Bringing Down the House: The Inside Story of Six M.I.T. Students Who Took Vegas for Millions by Ben Mezrich (257p.)
Last month, I picked up a prize at the library after winning a trivia contest on books and authors. There were four stacks of books, each gift wrapped in clear cellophane, and I was able to pick which one I wanted. I can’t say I recognized all the titles or authors, but I knew enough to recognize that one was stack was chick lit, another had a few thriller books, the third had nothing I recognized, and the fourth had the most books – fifteen – which all appeared to be nonfiction. I was greedy and went with the most books, many of which I’ll be reviewing. The books were all either brand new or proof copies and many of them are very recent or best sellers.
Bringing Down the House was one of these books and is a New York Times bestseller. It’s about a group of M.I.T. students that created a card counting team and took Casinos by storm in the 1990s, generating millions in profits. It follows the story of ‘Kevin Lewis’ and his experiences with the team and has served as the basis for the film adaptation of the book, 21.
The first warning bells went off in chapter two, when the author interjects himself into the story. Throughout the course of the book, you’ll be treated to the author smuggling money through airport security, an overview of casino security, getting a lap dance by a stripper, and moonlighting as a card counter with the subject of the novel. Only one of these vignettes is even remotely on topic: a dinner with one of the other team members. These stories might have made a nice foreword, but don’t fit into the narrative itself and don’t really seem to do anything than pat the author on the back for showing that he did some level of background research.

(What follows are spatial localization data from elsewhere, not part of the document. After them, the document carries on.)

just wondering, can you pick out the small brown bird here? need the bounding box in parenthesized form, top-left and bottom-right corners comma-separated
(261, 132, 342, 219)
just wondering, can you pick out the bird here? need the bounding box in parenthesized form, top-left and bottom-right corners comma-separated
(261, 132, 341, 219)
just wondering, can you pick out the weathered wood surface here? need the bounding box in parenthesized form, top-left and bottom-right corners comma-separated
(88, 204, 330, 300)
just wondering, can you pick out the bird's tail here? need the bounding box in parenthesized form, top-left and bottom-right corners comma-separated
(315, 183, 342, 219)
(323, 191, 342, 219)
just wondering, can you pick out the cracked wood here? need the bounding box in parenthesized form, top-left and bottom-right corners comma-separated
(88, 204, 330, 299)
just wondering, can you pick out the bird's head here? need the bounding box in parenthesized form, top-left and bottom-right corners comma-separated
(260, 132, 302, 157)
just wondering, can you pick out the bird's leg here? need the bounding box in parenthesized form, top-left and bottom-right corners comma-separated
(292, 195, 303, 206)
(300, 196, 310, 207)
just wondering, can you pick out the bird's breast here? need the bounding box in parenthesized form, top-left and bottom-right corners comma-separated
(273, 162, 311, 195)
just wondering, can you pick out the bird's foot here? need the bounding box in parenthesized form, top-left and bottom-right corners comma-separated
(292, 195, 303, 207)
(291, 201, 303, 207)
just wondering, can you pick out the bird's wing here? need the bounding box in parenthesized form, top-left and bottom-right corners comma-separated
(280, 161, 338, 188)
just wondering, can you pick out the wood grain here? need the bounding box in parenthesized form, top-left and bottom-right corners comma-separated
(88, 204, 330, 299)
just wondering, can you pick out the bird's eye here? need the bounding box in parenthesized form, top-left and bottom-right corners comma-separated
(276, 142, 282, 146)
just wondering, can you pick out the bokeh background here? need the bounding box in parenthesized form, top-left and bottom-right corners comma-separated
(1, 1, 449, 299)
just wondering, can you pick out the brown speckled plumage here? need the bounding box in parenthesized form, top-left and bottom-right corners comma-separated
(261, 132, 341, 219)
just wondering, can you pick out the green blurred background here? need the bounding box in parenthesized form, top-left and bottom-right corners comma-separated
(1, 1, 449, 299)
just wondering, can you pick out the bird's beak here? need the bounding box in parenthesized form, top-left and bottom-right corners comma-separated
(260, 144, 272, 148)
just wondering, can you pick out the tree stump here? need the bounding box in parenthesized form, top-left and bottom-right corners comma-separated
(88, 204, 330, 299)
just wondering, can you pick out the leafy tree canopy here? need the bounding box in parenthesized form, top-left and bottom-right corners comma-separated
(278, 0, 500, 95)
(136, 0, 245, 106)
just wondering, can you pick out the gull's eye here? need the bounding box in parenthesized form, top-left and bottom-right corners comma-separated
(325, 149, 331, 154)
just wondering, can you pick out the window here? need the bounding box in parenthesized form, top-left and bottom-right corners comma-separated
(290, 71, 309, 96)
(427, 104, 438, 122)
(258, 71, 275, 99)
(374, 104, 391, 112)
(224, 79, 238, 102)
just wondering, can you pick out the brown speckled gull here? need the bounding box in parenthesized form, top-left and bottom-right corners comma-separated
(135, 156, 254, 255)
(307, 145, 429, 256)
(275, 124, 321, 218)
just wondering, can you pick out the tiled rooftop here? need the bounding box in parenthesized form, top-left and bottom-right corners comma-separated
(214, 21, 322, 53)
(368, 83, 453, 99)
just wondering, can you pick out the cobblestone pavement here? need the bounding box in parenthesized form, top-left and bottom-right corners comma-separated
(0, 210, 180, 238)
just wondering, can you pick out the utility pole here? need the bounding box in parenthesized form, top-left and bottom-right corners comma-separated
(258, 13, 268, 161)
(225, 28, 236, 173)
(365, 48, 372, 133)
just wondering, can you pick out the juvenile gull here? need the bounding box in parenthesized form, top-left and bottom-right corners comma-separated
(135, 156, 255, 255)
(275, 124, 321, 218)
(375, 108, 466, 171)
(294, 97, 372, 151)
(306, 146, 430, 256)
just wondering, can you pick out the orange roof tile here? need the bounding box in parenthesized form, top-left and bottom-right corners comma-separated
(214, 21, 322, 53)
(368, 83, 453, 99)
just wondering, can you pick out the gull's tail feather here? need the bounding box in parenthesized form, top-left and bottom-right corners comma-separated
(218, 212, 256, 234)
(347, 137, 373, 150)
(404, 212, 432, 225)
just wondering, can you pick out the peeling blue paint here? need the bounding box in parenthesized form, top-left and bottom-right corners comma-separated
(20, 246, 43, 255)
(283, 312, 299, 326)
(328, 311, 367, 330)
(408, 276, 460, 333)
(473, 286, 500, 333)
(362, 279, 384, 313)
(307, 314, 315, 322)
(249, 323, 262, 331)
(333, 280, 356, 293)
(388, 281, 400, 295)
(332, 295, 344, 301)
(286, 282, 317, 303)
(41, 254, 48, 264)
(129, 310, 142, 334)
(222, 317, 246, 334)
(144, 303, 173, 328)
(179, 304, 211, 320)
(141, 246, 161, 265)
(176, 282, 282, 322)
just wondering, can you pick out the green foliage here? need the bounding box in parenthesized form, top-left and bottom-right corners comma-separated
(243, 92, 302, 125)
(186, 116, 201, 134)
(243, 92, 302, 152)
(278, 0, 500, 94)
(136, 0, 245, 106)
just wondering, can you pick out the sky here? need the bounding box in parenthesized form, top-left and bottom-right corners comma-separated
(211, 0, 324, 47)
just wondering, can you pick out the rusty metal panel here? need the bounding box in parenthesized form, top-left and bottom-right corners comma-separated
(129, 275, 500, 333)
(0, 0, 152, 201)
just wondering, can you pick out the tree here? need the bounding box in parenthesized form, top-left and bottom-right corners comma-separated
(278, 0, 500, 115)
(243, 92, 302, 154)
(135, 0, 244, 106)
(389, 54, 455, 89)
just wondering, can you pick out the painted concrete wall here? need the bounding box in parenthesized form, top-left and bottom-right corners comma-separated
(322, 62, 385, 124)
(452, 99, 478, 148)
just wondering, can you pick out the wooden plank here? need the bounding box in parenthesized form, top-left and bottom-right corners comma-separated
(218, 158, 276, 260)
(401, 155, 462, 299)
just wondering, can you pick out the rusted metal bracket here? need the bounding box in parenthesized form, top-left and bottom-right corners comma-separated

The author has admitted that liberties were taken with the book and they’re fairly well documented on the web. It’s the inanity of these changes that ruins the book. At several points, my consciousness drifted from the narrative to ask WTH? and after a browse at the penultimate authority – Wikipedia – I found that each of the moments was when liberty was taken with the story. It’s difficult to discuss these without giving spoilers, so I’ll stick to an example that doesn’t have much plot impact overall. In one instance, a real-life theft of $20,000 from a desk drawer that had nothing to do with gambling, as over $100,000 worth of casino chips were left behind, turned into $75,000 being stolen from a pried-open safe in a player’s apartment that was directly attributed to casino harassment. It is one thing to exaggerate the amount of money involved, but quite another to turn an unrelated theft into an action of the casinos. This is just one of a series of instances, some of them major plot points, that just didn’t make sense to me as I read. And this is my ultimate disappointment: the story itself is good enough. It did not the extra assaults, fake breaking and entering, covert strippers, or anything else. Either Mezrich couldn’t see that it was fascinating in its own right or didn’t feel up to doing the research to prove it.